Mi canción como un lamento…

20 de julio de 2023

Uno de los versos del tango Illimani habla de lamento, otra canción argentina reitera la misma circunstancia con su famosa pieza musical Lamento boliviano. Es que los que vivimos en esta hoyada y su altiplanicie, ¿nos pasamos la vida lamentando nuestra suerte? Entonces, cómo explicamos que en Chukiyawu marka-La Paz hay más días de fiesta que días del calendario. Por ejemplo, este mes debemos alistar las tabas para bailar y danzar en varias fiestas de la Virgen del Carmen y otras festividades importantes como la del Tata Santiago, del cual soy devoto. Ambas están vinculadas al tiempo seco, espacio agrario y cósmico, y que incluye sus propios instrumentos y sus melodías, siempre conectadas con la urbe, sobre todo en los barrios populares, a través de estas fiestas patronales. Por eso, varias veces al año estrangulamos la urbe con miles de danzantes para que sepan que estamos aquí.

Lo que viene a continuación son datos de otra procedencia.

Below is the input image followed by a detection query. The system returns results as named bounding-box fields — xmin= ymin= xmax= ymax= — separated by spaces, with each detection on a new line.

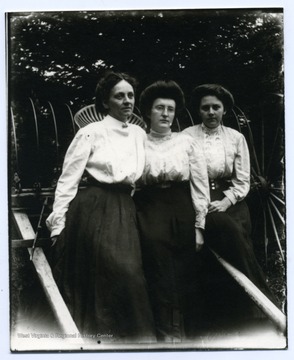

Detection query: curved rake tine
xmin=29 ymin=98 xmax=40 ymax=149
xmin=10 ymin=107 xmax=19 ymax=174
xmin=262 ymin=207 xmax=268 ymax=265
xmin=267 ymin=203 xmax=285 ymax=261
xmin=265 ymin=93 xmax=284 ymax=175
xmin=270 ymin=193 xmax=285 ymax=206
xmin=65 ymin=104 xmax=76 ymax=134
xmin=48 ymin=101 xmax=59 ymax=161
xmin=235 ymin=106 xmax=262 ymax=175
xmin=261 ymin=106 xmax=264 ymax=174
xmin=269 ymin=198 xmax=285 ymax=225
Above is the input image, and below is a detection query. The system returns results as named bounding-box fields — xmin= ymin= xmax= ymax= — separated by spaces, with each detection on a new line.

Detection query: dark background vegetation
xmin=6 ymin=8 xmax=285 ymax=330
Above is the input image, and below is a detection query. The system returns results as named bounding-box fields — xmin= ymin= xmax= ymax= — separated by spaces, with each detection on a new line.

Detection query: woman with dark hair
xmin=135 ymin=81 xmax=208 ymax=342
xmin=183 ymin=84 xmax=274 ymax=321
xmin=47 ymin=72 xmax=155 ymax=342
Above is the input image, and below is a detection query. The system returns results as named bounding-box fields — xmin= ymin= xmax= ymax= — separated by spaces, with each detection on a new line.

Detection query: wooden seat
xmin=74 ymin=104 xmax=147 ymax=130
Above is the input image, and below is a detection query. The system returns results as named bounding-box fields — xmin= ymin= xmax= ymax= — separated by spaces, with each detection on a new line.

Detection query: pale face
xmin=150 ymin=98 xmax=176 ymax=133
xmin=104 ymin=80 xmax=135 ymax=122
xmin=199 ymin=95 xmax=226 ymax=129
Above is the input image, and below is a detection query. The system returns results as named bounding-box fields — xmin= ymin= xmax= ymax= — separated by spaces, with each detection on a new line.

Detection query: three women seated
xmin=47 ymin=73 xmax=278 ymax=342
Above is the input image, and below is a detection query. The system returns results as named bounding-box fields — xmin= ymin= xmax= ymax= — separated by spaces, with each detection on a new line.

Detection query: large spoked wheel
xmin=233 ymin=94 xmax=285 ymax=264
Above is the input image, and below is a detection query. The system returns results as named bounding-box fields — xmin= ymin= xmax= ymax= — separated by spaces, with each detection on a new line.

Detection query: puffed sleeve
xmin=189 ymin=142 xmax=209 ymax=229
xmin=224 ymin=134 xmax=250 ymax=205
xmin=46 ymin=129 xmax=91 ymax=237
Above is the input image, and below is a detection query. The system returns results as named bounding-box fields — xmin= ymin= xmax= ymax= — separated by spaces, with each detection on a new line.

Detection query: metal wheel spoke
xmin=10 ymin=107 xmax=19 ymax=173
xmin=65 ymin=104 xmax=76 ymax=134
xmin=48 ymin=101 xmax=59 ymax=162
xmin=269 ymin=198 xmax=285 ymax=225
xmin=29 ymin=98 xmax=40 ymax=149
xmin=270 ymin=193 xmax=285 ymax=206
xmin=262 ymin=207 xmax=268 ymax=265
xmin=267 ymin=203 xmax=285 ymax=261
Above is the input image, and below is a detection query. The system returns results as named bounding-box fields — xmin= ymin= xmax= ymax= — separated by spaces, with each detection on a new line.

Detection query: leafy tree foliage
xmin=7 ymin=9 xmax=283 ymax=187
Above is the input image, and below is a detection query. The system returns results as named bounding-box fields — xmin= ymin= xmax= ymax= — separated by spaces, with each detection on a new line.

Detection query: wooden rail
xmin=13 ymin=211 xmax=83 ymax=344
xmin=210 ymin=249 xmax=287 ymax=333
xmin=12 ymin=210 xmax=287 ymax=342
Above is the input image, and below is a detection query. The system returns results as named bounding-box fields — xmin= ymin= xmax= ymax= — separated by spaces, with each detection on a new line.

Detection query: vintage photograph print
xmin=6 ymin=8 xmax=288 ymax=352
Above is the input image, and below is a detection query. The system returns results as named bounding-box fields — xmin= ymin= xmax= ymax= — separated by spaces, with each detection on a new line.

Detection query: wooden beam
xmin=11 ymin=238 xmax=50 ymax=248
xmin=13 ymin=211 xmax=83 ymax=344
xmin=210 ymin=249 xmax=287 ymax=333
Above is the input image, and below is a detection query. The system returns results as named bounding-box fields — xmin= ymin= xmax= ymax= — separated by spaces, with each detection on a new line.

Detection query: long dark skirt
xmin=201 ymin=197 xmax=276 ymax=323
xmin=53 ymin=186 xmax=156 ymax=342
xmin=135 ymin=183 xmax=202 ymax=342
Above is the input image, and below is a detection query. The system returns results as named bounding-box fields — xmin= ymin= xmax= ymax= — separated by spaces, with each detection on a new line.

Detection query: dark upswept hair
xmin=190 ymin=84 xmax=234 ymax=112
xmin=139 ymin=80 xmax=185 ymax=122
xmin=95 ymin=71 xmax=138 ymax=114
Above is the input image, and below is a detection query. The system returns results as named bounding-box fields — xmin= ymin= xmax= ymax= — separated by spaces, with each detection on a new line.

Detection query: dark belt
xmin=87 ymin=177 xmax=134 ymax=195
xmin=209 ymin=179 xmax=232 ymax=201
xmin=143 ymin=180 xmax=190 ymax=190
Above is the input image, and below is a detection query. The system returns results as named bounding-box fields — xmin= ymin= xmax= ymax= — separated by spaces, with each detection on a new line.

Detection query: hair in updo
xmin=139 ymin=80 xmax=185 ymax=122
xmin=191 ymin=84 xmax=234 ymax=112
xmin=95 ymin=71 xmax=138 ymax=114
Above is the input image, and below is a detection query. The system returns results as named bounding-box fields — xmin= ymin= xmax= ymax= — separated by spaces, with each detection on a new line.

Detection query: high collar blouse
xmin=141 ymin=131 xmax=209 ymax=228
xmin=183 ymin=124 xmax=250 ymax=204
xmin=46 ymin=115 xmax=146 ymax=236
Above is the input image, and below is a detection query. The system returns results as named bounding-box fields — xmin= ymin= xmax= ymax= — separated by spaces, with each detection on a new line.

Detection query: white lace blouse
xmin=183 ymin=124 xmax=250 ymax=204
xmin=46 ymin=115 xmax=146 ymax=237
xmin=141 ymin=130 xmax=209 ymax=228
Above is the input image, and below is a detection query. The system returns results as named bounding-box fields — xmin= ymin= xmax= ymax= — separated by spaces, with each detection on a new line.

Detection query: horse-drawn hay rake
xmin=9 ymin=94 xmax=286 ymax=344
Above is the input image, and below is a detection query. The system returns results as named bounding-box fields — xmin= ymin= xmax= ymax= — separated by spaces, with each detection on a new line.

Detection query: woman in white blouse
xmin=47 ymin=72 xmax=155 ymax=342
xmin=183 ymin=84 xmax=274 ymax=322
xmin=135 ymin=81 xmax=209 ymax=342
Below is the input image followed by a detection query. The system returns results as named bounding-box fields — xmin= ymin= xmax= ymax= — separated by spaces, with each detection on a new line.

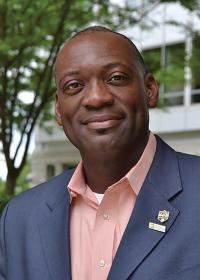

Un suceso primordial en mi experiencia vital para entender todo esto, fue cuando mi abuelo, orureño él, Severo Quiroga, me dejó como prenda de garantía por una botella de pisco Ormachea y cóctel de tumbo, en una célebre chichería de la final Colón. Había ganado el Strongest y el abuelo festejaba con su grupo de mangueros la derrota de su rival.

En ella tocaba cuecas y bailecitos, en un piano descascarado, una chola enjoyada y bella. Era obvio que el abuelo estaba locamente enamorado de la dama de pollera, pese a los wisllazos que le propinaba mi abuela cochabambina, jovera y más grande que él.

Desde un apartado espacio, en medio de retamas y karallantas, veíamos el trajín de la chicha, la cerveza y los cocteles de tumbo que desfilaban entre las mesas de los comensales que comían a gritos picante surtido, tomatada de boguitas, fricasé y chicharrón, entre otras delicias que me trasladaban a un planeta de sabores que emanaba del batán con llajua recién molida con huacataya, cilantro y locotos arrechos, fragancia que no me deja hasta ahora. Por encargo del abuelo, la pianista Soledad me había servido un abundante fricasé con un acompañamiento de papaya Salvietti y marraqueta crujiente, humeante guiso que no probé esperando a mi abuelo. Fue mi primera angustia porque pensé que no volvería.

En tanto, un espectáculo ocurría ante mis ojos asombrados: un par resplandeciente de colibríes cometas visitaban, zumbando, a las flores de tumbo y las karallantas que adornaban los muros; al mismo tiempo las cuecas empezaron a invadir el recinto; el baterista, con sus lentes oscuros, empezaba con su redoble introductorio. Las mujeres, bien peinadas, con polleras y faldas, preparaban sus pañuelos junto a los hombres; en medio del gentío chispeante, apareció mi abuelo, justo para la quimba y se puso a bailar, alegre como un colibrí. Eso marco mi estética, mi ethos, era mi lugar eutópico donde me sentía bien y feliz: era la construcción del mundo de los cholos chukutas, con su forma de entender la vida, la muerte, la felicidad y saber lavar la tristeza con la danza.

Después, el local se cerró y quedaron mi abuelo, su grupo de vetecos mangueros, Soledad en el piano y el baterista que oscilaba su cabeza todo el tiempo. Severo se acercó, me raspó con su barba crecida mi mejilla y me dijo: —Tienes que aprender a bailar cueca, algún día puedes ser autoridad nacional y sería una vergüenza que no sepas bailar cueca. ¡Estos señoritos cojudos de ahora no saben! Mi lección fue magistral: el gallo persigue a la gallina, saltando en tres momentos, como el gallo cuando pretende a la gallina que se escapa y se hace la linda. Cuando zapateas, debes levantar polvo, sitiar a la pareja, porque del polvo venimos y en polvo nos convertiremos.

Mientras los llocallas de mi barrio iban en las noches a bailar rock a las discotecas, con los amigos cercanos preferíamos incursionar, de día, a las quintas de recreo que pululaban en nuestra ciudad, escuchar, bailar cuecas y bailecitos con Kaluyo Pérez, Delfín Sejas y otros excelentes músicos: piano, batería y bajo. Eran nuestros territorios y los gozamos hasta el extravío. Nuestra ciudad acoge a todos y los seduce, lo sabe el Illimani. ¡Gracias abuelo!

Édgar Arandia Quiroga es artista y antropólogo.